Netflix Inc hiked monthly prices for customers who use both its mail and online services, a move that could steer users toward its growing Internet streaming service.
The company said it was raising by 60 percent the monthly price of a plan that lets subscribers watch unlimited movies and video online and get DVDs by mail.
Customers in the United States who want both services will pay $7.99 per month to rent one DVD at a time plus $7.99 for unlimited streaming, or a total of $15.98 per month, the company said on Tuesday. The previous cost of this plan was $9.99 a month.
The changes take effect immediately for new subscribers, and in September for current customers.
Netflix, the top movie rental service with 23 million subscribers, recently has focused on its streaming service for televisions and mobile devices and downplayed its business of mailing DVDs in red envelopes.
The company separated the pricing for mail and streaming services "to better reflect the costs of each and to give our members a choice," Netflix Vice President of Marketing Jessie Becker wrote on a company blog post.
The company also said it saw continued demand for DVDs.

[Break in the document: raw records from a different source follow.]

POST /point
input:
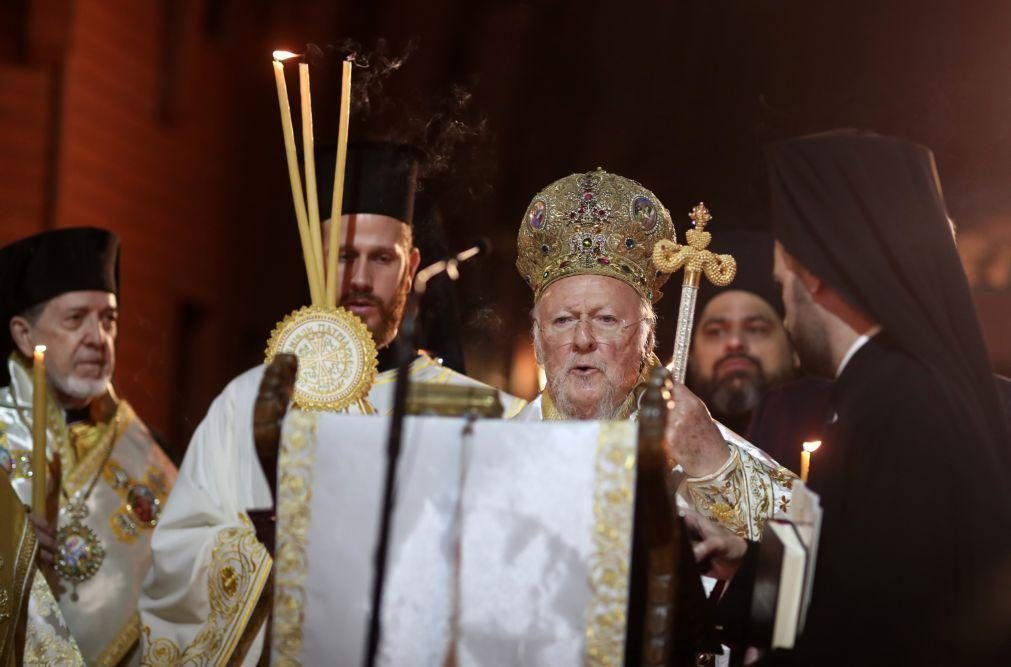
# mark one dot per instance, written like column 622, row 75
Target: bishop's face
column 377, row 265
column 79, row 331
column 590, row 337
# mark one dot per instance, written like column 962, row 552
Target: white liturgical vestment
column 208, row 569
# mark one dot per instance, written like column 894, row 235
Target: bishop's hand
column 718, row 551
column 692, row 439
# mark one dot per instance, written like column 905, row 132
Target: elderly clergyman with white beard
column 585, row 249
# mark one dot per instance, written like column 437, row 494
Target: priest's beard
column 733, row 397
column 390, row 313
column 809, row 334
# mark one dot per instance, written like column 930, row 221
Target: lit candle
column 39, row 462
column 809, row 447
column 296, row 184
column 309, row 155
column 338, row 202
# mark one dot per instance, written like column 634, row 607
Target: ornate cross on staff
column 697, row 260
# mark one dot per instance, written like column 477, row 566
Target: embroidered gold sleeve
column 239, row 569
column 743, row 493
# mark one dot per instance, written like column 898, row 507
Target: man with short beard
column 61, row 290
column 740, row 349
column 585, row 249
column 220, row 478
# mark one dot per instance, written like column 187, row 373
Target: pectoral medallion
column 337, row 357
column 79, row 551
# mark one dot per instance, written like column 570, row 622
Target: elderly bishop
column 585, row 249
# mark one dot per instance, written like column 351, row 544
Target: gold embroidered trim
column 743, row 493
column 294, row 497
column 614, row 492
column 123, row 642
column 91, row 465
column 48, row 640
column 239, row 570
column 18, row 584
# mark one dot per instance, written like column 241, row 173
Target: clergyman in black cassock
column 914, row 469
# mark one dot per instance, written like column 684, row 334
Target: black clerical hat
column 380, row 177
column 752, row 249
column 38, row 268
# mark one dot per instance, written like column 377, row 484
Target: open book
column 785, row 574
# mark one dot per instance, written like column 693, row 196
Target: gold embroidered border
column 17, row 585
column 91, row 465
column 49, row 640
column 294, row 495
column 121, row 644
column 239, row 570
column 614, row 495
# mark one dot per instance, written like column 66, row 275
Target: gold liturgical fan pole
column 697, row 260
column 337, row 357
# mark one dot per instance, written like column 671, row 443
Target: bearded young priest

"Given the long life we think DVDs by mail will have, treating DVDs as a $2 add on to our unlimited streaming plan neither makes great financial sense nor satisfies people who just want DVDs," Becker wrote.
Merriman Capital analyst Eric Wold said he thought the company was aiming to "steer people away from DVDs" by raising the cost for the combined service.
The $6-per-month price hike could lead some customers to downsize to a streaming-only plan and perhaps visit a Coinstar Inc Redbox kiosk for an occasional DVD, said Wold, who has a "neutral" rating on Netflix shares.
Netflix said its $7.99 option for one DVD at a time was its lowest price ever for DVD-only service. The company also said it was creating a separate management team to focus solely on DVDs by mail.
Its Canadian service is streaming only, and the new Latin American service also will be streaming only.
Netflix shares gained 0.2 percent to close at $291.27 on Nasdaq.